The 38-year-old son of a former colleague died after fighting metastasized colon cancer for almost three years. I never met the young man, Chris Budd, but I worked closely with his father, Mike, who was an executive at Norelco, the company where I was public relations director when I was 26 to 33. I remember Mike as a man of great integrity, patience and understanding. I had lost contact with him but his wife, Linda, and I started playing Words With Friends earlier this year. Although we IM’d a number of times during games, Linda never once brought up her sick son. I didn’t know Linda well, but I remember meeting her when she was pregnant with Chris, and thinking she was a beautiful and classy woman.

It wasn’t until Linda’s posts recently started appearing on my Facebook newsfeed that I learned about the extent of her son’s illness and about the depth of love that surrounded him during his grueling treatment. “Mike and I were very fortunate to have been able to spend the last 10 days with Chris.

“There were many tears, but as many of you know Chris, there was laughter, too. Oh, how we will miss him! Thank you for all your prayers.” Linda touchingly wrote.

Based on the outpouring of comments on Facebook, Chris enjoyed a wealth of beautiful friendships, no doubt the result of his warmth and generosity. “I am glad you and Mike got to be with Chris. He was a strong person and an inspiration to many people who are having to deal with their own personal situation,” wrote one of Chris’s friends.

My heart goes out to Linda and Mike and to Chris’s wife and children.

I also learned that a 35-year-old man I know may not live to see his soon-to-be-born daughter grow up. He and his wife consciously decided to have a baby when he was diagnosed with lung cancer. A doctor, the young man wrote an article last year about what it felt like to be on the receiving end of this horrific news. It is such a difficult idea for me to grasp: A new father knowing that he probably has a limited time with his child, and his wife, witnessing her husband’s ordeal, not to mention living with the idea of losing him.
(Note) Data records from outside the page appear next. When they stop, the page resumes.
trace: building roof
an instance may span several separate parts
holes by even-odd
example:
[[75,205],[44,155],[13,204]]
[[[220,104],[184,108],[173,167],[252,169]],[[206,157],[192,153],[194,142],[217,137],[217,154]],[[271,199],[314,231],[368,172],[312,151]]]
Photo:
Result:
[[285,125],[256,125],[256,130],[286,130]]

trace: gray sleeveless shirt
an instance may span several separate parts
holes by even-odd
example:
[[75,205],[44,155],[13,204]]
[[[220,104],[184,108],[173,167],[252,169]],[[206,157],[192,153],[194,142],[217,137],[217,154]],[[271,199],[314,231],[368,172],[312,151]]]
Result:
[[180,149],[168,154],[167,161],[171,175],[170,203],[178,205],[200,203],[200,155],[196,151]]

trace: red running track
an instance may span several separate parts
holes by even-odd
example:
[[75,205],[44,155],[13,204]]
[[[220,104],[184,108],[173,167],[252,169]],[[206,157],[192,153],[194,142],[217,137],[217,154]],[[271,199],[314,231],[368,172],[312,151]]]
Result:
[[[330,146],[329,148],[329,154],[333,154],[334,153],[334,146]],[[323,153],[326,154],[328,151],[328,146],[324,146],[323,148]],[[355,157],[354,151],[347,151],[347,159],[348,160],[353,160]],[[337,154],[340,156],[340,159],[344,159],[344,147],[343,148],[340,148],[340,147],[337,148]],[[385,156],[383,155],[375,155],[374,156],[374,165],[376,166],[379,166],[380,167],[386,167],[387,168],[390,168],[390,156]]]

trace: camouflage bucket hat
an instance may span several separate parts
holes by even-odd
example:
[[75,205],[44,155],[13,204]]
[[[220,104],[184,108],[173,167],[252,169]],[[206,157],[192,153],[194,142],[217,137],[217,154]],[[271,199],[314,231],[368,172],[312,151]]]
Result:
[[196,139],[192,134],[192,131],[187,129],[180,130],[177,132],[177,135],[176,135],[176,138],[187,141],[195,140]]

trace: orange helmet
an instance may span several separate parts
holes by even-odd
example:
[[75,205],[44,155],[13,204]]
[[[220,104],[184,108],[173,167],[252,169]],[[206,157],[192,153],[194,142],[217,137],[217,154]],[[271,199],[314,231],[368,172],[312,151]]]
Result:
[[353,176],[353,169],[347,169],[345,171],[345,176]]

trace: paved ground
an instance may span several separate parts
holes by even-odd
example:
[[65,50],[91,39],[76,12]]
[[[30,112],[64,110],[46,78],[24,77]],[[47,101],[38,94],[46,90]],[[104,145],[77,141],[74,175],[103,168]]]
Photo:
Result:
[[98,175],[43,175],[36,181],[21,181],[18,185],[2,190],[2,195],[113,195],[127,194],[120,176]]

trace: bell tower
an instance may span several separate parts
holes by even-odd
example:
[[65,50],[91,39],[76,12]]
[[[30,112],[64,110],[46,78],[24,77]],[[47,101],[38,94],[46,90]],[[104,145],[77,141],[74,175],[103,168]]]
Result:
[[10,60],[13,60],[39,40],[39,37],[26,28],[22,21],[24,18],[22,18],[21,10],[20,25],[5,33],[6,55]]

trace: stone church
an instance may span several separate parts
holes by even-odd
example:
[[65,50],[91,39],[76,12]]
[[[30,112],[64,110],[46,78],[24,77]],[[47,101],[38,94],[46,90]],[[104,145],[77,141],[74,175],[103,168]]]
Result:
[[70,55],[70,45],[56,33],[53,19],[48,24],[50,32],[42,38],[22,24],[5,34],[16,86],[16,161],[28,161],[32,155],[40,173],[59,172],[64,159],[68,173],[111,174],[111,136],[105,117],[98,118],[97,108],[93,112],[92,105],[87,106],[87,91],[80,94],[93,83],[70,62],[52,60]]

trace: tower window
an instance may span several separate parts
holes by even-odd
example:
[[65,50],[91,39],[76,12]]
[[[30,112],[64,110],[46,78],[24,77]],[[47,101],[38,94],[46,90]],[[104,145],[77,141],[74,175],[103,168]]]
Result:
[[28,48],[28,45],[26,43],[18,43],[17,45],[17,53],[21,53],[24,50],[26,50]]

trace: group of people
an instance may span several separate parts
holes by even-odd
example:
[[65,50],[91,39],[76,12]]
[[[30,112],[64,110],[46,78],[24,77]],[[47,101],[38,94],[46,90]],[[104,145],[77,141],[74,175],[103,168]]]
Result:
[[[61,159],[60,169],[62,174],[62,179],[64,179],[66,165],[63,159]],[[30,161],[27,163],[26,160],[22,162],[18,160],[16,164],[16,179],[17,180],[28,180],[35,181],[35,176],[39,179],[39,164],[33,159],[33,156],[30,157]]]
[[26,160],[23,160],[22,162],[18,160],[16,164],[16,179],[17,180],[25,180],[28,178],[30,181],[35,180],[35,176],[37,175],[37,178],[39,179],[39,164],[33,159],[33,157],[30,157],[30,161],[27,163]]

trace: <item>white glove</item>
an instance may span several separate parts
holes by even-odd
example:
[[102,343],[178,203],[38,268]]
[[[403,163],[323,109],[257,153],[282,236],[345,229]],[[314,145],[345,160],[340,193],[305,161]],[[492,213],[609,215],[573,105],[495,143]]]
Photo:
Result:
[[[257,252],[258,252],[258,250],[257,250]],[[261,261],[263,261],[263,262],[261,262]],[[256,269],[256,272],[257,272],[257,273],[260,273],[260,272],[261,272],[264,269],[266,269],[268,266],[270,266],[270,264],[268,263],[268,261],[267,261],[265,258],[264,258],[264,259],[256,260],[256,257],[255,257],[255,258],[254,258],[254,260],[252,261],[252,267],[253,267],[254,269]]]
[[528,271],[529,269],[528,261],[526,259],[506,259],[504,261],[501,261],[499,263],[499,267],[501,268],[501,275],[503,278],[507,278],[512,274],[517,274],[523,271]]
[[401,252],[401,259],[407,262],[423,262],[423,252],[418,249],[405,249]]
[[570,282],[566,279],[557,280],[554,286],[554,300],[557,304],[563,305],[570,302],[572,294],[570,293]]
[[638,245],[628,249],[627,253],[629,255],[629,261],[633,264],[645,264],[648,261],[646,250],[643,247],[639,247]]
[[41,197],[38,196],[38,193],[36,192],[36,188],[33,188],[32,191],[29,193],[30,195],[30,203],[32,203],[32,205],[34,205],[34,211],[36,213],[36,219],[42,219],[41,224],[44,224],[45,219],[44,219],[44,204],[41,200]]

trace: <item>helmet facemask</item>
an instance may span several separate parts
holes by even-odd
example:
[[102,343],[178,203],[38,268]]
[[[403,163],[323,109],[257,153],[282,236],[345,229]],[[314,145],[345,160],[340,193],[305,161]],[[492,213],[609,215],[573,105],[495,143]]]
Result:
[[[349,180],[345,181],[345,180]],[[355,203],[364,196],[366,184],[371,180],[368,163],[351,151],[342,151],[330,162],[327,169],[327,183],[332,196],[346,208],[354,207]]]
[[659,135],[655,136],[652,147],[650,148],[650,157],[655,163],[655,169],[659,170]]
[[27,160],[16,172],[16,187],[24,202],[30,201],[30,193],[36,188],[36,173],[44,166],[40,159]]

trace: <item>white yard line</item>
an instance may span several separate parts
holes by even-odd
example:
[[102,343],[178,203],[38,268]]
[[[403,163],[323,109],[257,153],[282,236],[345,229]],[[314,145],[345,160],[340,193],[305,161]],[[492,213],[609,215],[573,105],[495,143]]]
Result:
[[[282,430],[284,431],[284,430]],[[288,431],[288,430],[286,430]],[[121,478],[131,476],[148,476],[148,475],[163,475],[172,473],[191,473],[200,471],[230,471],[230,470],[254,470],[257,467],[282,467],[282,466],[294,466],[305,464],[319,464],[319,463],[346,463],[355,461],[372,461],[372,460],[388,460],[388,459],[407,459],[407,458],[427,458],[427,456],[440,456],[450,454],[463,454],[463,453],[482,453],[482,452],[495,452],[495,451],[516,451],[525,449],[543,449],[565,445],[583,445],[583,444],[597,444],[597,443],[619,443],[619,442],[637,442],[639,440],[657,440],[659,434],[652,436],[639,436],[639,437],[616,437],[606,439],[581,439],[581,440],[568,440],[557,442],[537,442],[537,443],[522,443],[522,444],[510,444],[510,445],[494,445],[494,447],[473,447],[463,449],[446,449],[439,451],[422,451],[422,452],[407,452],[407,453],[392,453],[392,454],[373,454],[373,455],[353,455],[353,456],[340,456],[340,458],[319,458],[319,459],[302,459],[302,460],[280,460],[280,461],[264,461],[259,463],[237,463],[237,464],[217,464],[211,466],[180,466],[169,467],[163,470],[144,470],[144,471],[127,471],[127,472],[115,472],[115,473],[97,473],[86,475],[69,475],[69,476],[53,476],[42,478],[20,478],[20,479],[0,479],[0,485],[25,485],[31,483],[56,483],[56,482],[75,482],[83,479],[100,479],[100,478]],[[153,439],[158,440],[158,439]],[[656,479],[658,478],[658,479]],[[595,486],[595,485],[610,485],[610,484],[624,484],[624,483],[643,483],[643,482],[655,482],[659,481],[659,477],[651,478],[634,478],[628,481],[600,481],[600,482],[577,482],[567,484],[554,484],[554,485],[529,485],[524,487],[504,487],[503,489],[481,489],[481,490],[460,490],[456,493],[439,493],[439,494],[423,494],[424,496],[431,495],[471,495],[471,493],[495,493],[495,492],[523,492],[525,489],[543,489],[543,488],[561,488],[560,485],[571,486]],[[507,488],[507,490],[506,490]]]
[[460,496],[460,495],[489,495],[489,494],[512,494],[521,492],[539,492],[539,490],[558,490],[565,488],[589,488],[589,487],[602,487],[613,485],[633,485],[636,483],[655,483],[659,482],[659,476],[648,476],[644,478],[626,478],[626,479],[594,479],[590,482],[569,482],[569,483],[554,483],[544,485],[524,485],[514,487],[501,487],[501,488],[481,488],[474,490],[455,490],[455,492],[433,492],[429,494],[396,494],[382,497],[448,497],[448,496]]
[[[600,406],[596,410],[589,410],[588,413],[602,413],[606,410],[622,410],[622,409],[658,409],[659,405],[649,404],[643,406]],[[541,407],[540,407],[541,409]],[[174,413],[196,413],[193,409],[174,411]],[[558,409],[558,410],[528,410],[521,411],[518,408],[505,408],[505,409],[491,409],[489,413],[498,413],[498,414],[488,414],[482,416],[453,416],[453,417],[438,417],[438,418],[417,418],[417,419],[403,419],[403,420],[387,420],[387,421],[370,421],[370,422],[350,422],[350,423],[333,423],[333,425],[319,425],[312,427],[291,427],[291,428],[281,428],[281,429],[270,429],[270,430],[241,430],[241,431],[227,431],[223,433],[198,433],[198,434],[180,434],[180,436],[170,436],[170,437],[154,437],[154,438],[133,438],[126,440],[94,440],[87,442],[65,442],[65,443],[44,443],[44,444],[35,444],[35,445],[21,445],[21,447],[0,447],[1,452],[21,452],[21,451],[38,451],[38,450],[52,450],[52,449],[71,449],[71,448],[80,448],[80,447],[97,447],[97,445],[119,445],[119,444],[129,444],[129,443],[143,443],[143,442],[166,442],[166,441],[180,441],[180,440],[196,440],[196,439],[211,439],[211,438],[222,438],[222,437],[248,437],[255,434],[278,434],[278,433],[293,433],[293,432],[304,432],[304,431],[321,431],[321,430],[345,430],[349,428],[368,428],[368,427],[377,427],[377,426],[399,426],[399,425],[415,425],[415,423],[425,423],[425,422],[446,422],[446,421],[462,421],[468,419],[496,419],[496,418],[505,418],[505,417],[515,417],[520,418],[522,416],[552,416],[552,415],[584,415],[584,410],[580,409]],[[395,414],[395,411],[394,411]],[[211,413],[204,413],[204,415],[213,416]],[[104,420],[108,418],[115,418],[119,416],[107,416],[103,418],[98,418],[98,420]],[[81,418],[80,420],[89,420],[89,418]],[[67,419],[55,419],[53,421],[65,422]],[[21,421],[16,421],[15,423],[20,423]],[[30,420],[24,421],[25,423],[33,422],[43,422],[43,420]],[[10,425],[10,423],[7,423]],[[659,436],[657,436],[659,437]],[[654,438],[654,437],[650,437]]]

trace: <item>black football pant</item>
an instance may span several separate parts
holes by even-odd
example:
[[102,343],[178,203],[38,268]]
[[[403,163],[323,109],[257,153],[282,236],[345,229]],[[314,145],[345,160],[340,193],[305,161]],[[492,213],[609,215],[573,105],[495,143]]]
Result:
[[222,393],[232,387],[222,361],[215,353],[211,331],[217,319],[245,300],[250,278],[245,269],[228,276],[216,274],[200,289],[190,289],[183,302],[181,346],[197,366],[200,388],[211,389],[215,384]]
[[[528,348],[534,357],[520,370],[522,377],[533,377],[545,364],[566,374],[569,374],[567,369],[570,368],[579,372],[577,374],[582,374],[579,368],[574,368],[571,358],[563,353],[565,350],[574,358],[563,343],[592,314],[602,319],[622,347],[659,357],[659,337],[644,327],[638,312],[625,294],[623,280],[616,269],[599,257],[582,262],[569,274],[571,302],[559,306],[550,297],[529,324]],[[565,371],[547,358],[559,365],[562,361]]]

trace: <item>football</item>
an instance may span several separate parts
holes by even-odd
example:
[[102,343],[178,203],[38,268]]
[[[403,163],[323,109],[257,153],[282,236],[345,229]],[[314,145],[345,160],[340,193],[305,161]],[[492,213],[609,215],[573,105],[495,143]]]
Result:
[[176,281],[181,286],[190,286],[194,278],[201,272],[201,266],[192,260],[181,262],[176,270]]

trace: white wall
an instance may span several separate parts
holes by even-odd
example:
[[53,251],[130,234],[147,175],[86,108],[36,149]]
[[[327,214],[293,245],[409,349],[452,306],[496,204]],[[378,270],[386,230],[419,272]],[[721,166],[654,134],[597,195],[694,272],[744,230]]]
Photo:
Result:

Only two people deeply in love could make the decision they did.

Fortunately, the young woman and her husband have close-knit families who undoubtedly will help support her, emotionally and physically, as she raises her infant daughter.

The third piece of terrible news I heard, from a close college friend, is that her sister’s ovarian cancer has returned, after three years in remission. The good news is that the doctors caught it early. One of the warmest people I know, this woman is an exceptional aunt to her nephews; she took care of her ailing mother for many years, and she would do anything for her sister, as her sister would for her. She will not have to go to a single chemo session alone, and my friend and her sons will be at her side to see her through each day.

May you embrace those you love who surround you this holiday weekend. Celebrations are wonderful. What’s important is who stays by you when the parties are over.